Erdogan is no Hitler

Erdogan ist, bei einem großen Teil der Bevölkerung, berechtigterweise beliebt. Er brachte Wohlfahrtsprogramme auf den Weg, welche eine reale Lebensverbesserung für die ärmsten Schichten in der türkischen Gesellschaft bedeuteten. Im Gegensatz zum restlichen Europa wächst die türkische Wirtschaft sehr schnell, teilweise durch einen Entwicklungs- und Investitionsboom angetrieben, wovon das Gezi Park Projekt eben nur ein Teil ist. Wie durch den Neoliberalismus anderswo auch, ging ein Großteil der Profite dieser Entwicklung natürlich an die herrschende Klasse. Aber der plötzliche Einbruch im Lebensstandart des Proletariats, welcher überall in Europa mit dem Einbruch der Krise begann und seinen Ausdruck in der Occupy und M15 Bewegung fand, spiegelte sich so nicht in der Türkei wieder.

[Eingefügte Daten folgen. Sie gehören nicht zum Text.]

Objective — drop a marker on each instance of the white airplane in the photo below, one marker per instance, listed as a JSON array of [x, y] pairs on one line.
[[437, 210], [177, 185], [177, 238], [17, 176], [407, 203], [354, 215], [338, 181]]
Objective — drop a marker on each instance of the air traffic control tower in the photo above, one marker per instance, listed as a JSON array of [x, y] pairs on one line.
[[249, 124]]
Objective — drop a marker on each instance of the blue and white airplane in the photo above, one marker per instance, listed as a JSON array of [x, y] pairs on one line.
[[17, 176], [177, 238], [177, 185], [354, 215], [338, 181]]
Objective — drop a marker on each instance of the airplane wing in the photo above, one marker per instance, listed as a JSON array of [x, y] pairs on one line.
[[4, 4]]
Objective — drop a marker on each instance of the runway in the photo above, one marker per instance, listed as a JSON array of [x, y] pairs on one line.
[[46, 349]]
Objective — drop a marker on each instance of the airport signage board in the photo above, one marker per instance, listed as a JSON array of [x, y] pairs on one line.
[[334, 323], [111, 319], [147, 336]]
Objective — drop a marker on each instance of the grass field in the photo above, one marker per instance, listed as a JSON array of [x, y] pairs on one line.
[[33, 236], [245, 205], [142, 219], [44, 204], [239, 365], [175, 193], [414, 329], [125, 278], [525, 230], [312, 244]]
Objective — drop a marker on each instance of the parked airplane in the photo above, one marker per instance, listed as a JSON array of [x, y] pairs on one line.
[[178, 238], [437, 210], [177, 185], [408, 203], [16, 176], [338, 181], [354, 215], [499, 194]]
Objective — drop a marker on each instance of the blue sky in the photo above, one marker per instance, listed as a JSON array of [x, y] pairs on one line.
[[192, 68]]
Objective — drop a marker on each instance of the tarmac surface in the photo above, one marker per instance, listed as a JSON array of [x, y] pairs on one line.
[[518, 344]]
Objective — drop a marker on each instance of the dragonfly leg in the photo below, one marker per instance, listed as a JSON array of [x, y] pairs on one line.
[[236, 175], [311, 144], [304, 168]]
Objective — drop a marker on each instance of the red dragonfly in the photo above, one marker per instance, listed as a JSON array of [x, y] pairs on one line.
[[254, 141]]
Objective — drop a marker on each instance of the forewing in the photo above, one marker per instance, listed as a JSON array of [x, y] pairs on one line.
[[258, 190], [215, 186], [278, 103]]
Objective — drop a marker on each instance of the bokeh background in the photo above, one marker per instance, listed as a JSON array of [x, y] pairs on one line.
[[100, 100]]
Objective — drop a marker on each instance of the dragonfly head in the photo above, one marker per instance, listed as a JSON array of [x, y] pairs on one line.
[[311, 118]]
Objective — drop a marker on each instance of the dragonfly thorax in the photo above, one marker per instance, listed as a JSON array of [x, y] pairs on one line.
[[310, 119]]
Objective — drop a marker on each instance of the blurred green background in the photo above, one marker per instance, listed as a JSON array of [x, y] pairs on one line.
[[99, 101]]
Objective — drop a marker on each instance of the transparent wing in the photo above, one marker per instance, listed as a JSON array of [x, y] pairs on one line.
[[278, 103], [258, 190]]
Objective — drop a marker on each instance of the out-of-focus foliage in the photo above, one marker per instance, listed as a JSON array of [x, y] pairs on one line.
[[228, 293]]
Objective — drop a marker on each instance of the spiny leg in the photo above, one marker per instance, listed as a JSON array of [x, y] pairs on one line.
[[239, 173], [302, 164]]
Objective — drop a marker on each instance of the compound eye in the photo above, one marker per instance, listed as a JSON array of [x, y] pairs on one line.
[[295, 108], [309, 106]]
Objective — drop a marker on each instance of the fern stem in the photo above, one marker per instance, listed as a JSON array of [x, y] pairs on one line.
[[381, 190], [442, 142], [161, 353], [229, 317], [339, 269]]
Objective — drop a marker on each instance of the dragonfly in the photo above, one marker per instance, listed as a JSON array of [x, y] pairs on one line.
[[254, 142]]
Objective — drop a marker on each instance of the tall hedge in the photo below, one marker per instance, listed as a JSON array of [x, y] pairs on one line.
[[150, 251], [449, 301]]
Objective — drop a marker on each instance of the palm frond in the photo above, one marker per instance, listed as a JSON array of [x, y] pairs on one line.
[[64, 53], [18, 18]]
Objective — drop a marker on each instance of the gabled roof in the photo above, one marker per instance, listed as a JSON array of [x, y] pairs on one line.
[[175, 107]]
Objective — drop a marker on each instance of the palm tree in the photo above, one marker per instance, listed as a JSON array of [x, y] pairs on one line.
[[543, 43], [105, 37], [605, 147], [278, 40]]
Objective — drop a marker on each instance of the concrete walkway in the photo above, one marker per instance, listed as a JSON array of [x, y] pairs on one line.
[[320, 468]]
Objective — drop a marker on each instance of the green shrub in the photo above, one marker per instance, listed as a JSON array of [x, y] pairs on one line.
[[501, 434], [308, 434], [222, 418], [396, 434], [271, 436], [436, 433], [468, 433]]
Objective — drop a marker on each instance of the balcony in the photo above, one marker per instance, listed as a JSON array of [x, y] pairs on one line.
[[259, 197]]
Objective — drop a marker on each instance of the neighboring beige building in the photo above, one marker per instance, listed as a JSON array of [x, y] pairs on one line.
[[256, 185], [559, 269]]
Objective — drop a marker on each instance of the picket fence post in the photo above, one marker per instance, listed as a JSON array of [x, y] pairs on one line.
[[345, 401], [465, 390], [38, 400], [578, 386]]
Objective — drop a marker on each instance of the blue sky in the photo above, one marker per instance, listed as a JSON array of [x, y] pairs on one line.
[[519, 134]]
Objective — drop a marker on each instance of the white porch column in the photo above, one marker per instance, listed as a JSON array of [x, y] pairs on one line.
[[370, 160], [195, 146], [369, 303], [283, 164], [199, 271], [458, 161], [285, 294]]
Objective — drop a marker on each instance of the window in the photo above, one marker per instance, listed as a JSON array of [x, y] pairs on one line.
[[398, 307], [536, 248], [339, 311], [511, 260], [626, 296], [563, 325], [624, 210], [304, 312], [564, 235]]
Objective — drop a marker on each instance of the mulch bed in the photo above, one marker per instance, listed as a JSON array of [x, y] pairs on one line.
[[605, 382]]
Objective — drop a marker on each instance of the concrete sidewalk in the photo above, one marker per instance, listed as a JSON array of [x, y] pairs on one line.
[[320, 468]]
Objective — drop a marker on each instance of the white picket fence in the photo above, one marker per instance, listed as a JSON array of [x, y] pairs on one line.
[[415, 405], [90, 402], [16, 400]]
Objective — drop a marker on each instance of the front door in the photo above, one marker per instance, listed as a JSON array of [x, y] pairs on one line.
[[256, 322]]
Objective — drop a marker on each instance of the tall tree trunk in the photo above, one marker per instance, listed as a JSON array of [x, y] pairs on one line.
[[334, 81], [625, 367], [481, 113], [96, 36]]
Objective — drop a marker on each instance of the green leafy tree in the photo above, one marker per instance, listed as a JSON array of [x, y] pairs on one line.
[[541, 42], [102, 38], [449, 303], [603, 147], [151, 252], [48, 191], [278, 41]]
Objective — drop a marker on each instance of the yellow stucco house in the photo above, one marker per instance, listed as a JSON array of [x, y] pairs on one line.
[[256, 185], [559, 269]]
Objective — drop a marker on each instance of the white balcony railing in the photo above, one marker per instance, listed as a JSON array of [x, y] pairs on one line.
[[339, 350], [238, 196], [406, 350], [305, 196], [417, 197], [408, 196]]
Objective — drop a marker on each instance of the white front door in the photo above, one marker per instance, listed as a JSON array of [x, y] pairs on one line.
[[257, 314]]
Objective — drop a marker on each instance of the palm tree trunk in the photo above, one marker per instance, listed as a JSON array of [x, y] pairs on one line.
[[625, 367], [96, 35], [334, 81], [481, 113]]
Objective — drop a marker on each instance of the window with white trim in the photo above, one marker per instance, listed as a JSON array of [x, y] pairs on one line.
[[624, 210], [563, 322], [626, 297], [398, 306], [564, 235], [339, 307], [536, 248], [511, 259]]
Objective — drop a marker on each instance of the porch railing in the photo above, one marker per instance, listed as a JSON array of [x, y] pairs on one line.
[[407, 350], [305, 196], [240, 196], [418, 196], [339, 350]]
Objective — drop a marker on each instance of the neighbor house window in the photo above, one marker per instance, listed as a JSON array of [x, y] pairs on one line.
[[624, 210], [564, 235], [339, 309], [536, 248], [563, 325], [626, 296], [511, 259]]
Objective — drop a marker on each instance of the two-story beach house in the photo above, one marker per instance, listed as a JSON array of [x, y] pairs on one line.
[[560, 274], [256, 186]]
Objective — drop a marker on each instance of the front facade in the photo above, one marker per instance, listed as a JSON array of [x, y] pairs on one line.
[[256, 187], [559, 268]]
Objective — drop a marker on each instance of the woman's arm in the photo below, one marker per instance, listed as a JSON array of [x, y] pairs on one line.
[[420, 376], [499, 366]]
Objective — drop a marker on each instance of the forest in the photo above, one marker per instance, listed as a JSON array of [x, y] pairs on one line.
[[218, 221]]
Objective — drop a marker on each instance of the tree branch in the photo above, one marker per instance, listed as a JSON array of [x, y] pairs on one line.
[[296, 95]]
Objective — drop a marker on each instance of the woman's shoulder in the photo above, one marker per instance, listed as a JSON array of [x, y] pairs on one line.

Es ist nur wenig oppositioneller Spielraum gegeben, aber bevor Erdogan an die Macht kam, gab es auch nicht wesentlich mehr. Der wichtige Unterschied war, dass er neue, religiös motivierte Moralgesetze erließ, z.B. eine zeitliche Beschränkung für Alkoholverkauf. In einer Gesellschaft, welche sich an der Frage religiös vs. säkular spaltet, spricht Erdogan für einen großen Teil der Bevölkerung. Er hat dies populistisch eingesetzt, als er fälschlicherweise behauptete, Demonstranten hätten drei Tage lang eine Party mit Alkohol in einer Moschee gefeiert – der Imam dieser Moschee wurde entlassen, als er diese Lüge öffentlich entlarvte. Eine Meinungsumfrage während der Proteste hatte zum Ergebnis, dass er 53% Rückhalt genießt, die höchste Zustimmungrate, die ein Europäischer Politiker in den letzten Jahren für sich verbuchen konnte. Dieselbe Umfrage ermittelte, dass die Gesellschaft bezüglich der Proteste je zur Hälfte in ein pro und contra Lager gespalten war.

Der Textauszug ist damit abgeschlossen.